But it got the point across: We were Irish — we were passionate people, impractical people, people with heart. We loved a good tune, though not so much a good pint. We loved the green hills and  fields of Ireland; we liked to think we embodied its soul.

Later on, I would learn that had we some of the less attractive traits of the island nation: a certain clannishness and suspicion. We would live through a punishing family feud.

But still, on St. Patrick’s Day, and especially on this one — the first without Mom — I raise my glass to the spirit of the place we came from. Erin go Bragh!

Capitol View

Capitol View

Union Station is one of those grand front doors, a place that’s meant to be exited. Walk beneath the arched portico and glimpse the Capitol before you.

While your peripheral vision takes in the comings and goings of a bustling depot — the cab queue, the travelers with wheeled bags, the buses and cars heading around the drive — what you see first is the Capitol dome.

I was remembering yesterday the first time I walked out the doors of Union Station.
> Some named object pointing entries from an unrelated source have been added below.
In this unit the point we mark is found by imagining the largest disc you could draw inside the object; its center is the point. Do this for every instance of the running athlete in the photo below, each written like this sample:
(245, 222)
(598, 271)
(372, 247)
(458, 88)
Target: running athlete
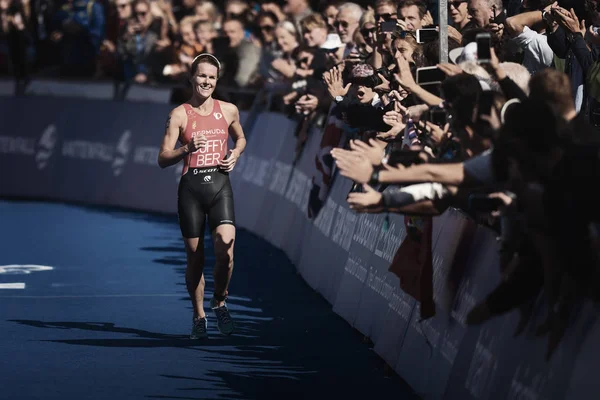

I’d arrived from Kentucky with a bunch of other eighth-graders. Some of us were staying in D.C. and others were taking a bus to New York City.

I was in the latter group — by choice, I might add. Even then, the Big Apple beckoned. But when I walked out of Union Station and saw the Capitol, I had to catch my breath. There was the city’s icon visible within minutes of arrival. There was a place I’d seen pictures of in textbooks but never imagined seeing in real life.

Yesterday I walked by this spot again. I stopped and thought about the twists and turns and decisions that brought me here. What circuitous paths our lives take. Would we have it any other way?

Timber!

Timber!

Today the red oak that shaded the sandbox, up which a large tiger-striped cat was once stuck for hours — that tree is coming down. It joins more of its compatriots than I’d care to count. Victims of age and drought; well loved and much mourned.

The old oak won’t be the day’s only casualty. A split tree at the back of the lot is losing its lesser half. A huge branch we call the Sword of Damocles will finally meet its match. And the Venus de Milo of the backyard, our limbless wonder, will also be axed.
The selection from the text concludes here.